Re: [zfs-discuss] X4500 device disconnect problem persists

2008-03-11 Thread Gerry Haskins
Do *NOT* install 127871-02 on a Solaris 10 system.

127871-02 is an immature Feature patch associated with Solaris 10 Update 5.  
It's only purpose is for constructing pre-release builds of Solaris 10 Update 
5 for internal Sun testing.  It is *not* to be installed on pre-U5 systems.

127871-02 comes from a difference internal source code branch to normal 
Sustaining (bug fix) patches.

Installing 127871-02 on a Solaris 10 system will leave the system in an 
undefined state.  Please see the warnings in the patch README file.  If this 
patch has been installed on a production system, please back it out immediately.

Please let me know who gave you this patch as you should not have been given it.

A later revision of this patch (or an accumulating patch) will be released to 
SunSolve once Solaris 10 Update 5 ships in April/May.  This later revision will 
be a normal Sustaining patch which you can install on any Solaris 10 system.  
But until then, it is not safe to install 127871.

Best Wishes,

Gerry Haskins
Senior Engineering Manager
Software Product Engineering
 
 
This message posted from opensolaris.org
___
zfs-discuss mailing list
zfs-discuss@opensolaris.org
http://mail.opensolaris.org/mailman/listinfo/zfs-discuss


Re: [zfs-discuss] X4500 device disconnect problem persists

2007-12-29 Thread Peter Eriksson
Still no news when a real patch will be released for this issue?
 
 
This message posted from opensolaris.org
___
zfs-discuss mailing list
zfs-discuss@opensolaris.org
http://mail.opensolaris.org/mailman/listinfo/zfs-discuss


Re: [zfs-discuss] X4500 device disconnect problem persists

2007-11-16 Thread roland egle
We are having the same problem.

First with 125025-05 and then also with 125205-07
Solaris 10 update 4 - Know with all Patchesx


We opened a Case and got

T-PATCH 127871-02

we installed the Marvell Driver Binary 3 Days ago.
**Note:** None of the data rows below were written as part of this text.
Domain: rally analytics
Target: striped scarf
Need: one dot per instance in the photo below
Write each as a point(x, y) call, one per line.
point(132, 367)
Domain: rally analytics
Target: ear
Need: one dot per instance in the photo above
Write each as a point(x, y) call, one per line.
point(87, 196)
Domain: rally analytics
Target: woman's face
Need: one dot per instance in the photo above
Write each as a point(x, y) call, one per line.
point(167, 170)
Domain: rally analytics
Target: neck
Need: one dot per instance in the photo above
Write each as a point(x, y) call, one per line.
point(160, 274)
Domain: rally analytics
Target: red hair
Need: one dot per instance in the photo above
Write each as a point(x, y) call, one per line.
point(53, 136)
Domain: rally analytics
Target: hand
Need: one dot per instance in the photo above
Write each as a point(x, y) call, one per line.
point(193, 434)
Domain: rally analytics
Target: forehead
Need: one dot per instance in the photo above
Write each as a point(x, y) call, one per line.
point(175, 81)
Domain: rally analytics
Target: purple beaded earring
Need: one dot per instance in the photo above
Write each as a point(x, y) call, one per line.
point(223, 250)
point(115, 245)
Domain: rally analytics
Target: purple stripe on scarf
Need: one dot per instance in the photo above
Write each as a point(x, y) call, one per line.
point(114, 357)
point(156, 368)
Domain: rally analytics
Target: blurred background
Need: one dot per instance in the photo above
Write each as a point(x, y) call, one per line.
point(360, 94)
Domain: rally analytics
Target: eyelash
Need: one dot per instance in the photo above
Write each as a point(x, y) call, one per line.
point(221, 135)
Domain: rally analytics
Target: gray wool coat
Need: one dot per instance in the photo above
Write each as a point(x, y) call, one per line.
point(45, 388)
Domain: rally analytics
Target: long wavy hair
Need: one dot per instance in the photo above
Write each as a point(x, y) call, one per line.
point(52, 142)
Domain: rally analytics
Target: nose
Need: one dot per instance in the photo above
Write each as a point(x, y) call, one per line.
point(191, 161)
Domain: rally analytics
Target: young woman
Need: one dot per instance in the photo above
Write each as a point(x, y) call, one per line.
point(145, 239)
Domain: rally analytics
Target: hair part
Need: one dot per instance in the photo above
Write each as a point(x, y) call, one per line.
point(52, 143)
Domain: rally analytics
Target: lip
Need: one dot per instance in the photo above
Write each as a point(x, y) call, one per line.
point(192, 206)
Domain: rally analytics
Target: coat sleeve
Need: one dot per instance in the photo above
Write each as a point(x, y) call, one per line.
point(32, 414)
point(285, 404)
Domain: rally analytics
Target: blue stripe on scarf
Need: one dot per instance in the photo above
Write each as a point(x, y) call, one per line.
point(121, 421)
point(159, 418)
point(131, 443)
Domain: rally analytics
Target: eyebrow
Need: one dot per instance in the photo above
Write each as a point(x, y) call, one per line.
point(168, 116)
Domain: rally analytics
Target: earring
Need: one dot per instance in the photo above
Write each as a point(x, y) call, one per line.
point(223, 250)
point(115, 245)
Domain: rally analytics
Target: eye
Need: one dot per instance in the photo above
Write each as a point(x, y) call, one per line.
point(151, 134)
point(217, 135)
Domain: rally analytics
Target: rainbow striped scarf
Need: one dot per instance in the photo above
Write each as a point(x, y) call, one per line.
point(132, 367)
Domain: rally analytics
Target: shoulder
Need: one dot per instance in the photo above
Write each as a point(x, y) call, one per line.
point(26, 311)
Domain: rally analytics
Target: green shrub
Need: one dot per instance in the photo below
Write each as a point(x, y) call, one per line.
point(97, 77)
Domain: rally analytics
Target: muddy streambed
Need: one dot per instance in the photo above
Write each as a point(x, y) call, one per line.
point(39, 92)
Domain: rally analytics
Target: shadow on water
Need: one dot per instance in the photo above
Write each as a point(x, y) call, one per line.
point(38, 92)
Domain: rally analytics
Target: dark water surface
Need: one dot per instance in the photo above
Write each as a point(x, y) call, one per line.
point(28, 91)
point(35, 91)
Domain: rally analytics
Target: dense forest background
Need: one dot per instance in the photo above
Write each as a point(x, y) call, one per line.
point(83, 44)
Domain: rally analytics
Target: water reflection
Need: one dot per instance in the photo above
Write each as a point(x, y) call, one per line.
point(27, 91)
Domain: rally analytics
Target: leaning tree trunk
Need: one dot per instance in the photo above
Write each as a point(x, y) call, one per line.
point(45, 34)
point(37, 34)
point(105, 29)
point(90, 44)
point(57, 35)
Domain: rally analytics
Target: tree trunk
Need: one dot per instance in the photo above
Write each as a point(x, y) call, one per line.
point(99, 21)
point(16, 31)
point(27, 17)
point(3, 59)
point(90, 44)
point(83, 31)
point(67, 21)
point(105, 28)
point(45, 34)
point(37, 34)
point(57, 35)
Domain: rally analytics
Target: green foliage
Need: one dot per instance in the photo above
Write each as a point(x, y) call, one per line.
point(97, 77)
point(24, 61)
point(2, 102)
T127871-02/SUNWckr/reloc/kernel/misc/sata
T127871-02/SUNWmv88sx/reloc/kernel/drv/marvell88sx
T127871-02/SUNWmv88sx/reloc/kernel/drv/amd64/marvell88sx
T127871-02/SUNWsi3124/reloc/kernel/drv/si3124
T127871-02/SUNWsi3124/reloc/kernel/drv/amd64/si3124 

It seems that this resolve the device reset problem and the nfsd crash on
x4500 with one raidz2 pool and a lot of zfs Filesystems
 
 
This message posted from opensolaris.org
___
zfs-discuss mailing list
zfs-discuss@opensolaris.org
http://mail.opensolaris.org/mailman/listinfo/zfs-discuss


Re: [zfs-discuss] X4500 device disconnect problem persists

2007-11-15 Thread Peter Eriksson
Speaking of error recovery due to bad blocks - anyone know if the SATA disks 
that are delivered with the Thumper have enterprise or desktop 
firmware/settings by default? If I'm not mistaken one of the differences is 
that the enterrprise variant more quickly gives up with bad blocks and 
reports those to the operating system compared to the desktop variant that 
will keep on retrying forever (or almost atleast)...
 
 
This message posted from opensolaris.org
___
zfs-discuss mailing list
zfs-discuss@opensolaris.org
http://mail.opensolaris.org/mailman/listinfo/zfs-discuss


Re: [zfs-discuss] X4500 device disconnect problem persists

2007-11-13 Thread Dan Poltawski
I've just discovered patch 125205-07, which wasn't installed on our system 
because we don't have SUNWhea..

Has anyone with problems tried this patch, and has it helped at all?
 
 
This message posted from opensolaris.org
___
zfs-discuss mailing list
zfs-discuss@opensolaris.org
http://mail.opensolaris.org/mailman/listinfo/zfs-discuss


Re: [zfs-discuss] X4500 device disconnect problem persists

2007-11-13 Thread Peter Tribble
On 11/13/07, Dan Poltawski [EMAIL PROTECTED] wrote:
 I've just discovered patch 125205-07, which wasn't installed on our system 
 because we don't have SUNWhea..

 Has anyone with problems tried this patch, and has it helped at all?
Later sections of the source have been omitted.